Suddenly, not only could I not write my requisite daily .87, work out at the gym and/or dojang, fold a few loads of laundry, cook dinner, clean the house and run everyone to wherever they needed to be, I couldn’t even pull up my own damn pants.
Well, I could, but it took a really, really long time.
Fortunately, it’s now 14 days post-op, and I’m on the mend. I’m able to start using my arm (a very little bit), which makes it easier to get dressed, but I’m still not supposed to lift anything heavier than a teacup. I’m also not yet allowed to drive, so I’ve begun walking errands instead of running them. With only half the use of my arms, everything takes at least twice as long to complete. But I’m getting used to going slow.

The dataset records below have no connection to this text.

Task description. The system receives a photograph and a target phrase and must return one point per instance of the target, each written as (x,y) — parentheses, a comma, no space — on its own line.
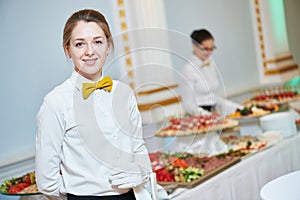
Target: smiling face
(88,49)
(204,50)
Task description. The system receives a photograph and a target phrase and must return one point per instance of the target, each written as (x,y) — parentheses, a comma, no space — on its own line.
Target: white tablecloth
(245,179)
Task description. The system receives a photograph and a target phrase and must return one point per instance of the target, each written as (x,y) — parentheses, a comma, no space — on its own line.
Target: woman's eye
(98,42)
(79,44)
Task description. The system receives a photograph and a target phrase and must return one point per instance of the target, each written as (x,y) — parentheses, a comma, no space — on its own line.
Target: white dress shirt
(200,86)
(87,140)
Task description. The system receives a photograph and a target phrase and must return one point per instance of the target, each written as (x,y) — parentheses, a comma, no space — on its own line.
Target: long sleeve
(141,155)
(187,91)
(49,141)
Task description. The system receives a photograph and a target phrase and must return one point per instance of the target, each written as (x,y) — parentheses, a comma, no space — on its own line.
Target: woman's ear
(67,51)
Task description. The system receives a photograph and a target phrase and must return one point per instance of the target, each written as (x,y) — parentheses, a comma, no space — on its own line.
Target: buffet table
(245,179)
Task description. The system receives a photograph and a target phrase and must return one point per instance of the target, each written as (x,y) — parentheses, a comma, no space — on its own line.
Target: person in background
(201,89)
(201,93)
(89,141)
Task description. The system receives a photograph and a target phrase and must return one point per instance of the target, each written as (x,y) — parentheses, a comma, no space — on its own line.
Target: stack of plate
(283,122)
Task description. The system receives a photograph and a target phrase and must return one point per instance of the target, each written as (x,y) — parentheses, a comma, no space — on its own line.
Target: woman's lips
(90,62)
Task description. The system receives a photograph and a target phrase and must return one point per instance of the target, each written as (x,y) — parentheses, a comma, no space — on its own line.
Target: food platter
(20,186)
(170,168)
(205,177)
(194,125)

Today I’m going to resume the second draft of my book, but first I’m going to write a stack of thank you notes to all my family and friends who brought food and flowers, drove me around, kept my kids, and kept me company. (I’m especially grateful to my husband for taking two weeks off to take care of me, my BFF and writing partner Tobey who fed us for days and spent hours in the ER with me when I developed an allergic reaction to the surgical adhesive, and my dear friend Lee, who schlepped me to doctors offices all one day and still brought homemade soup that night.)
I had time to receive those gifts, and so I’m making time to express gratitude for them. Regardless of the speed of life, there’s always time for that.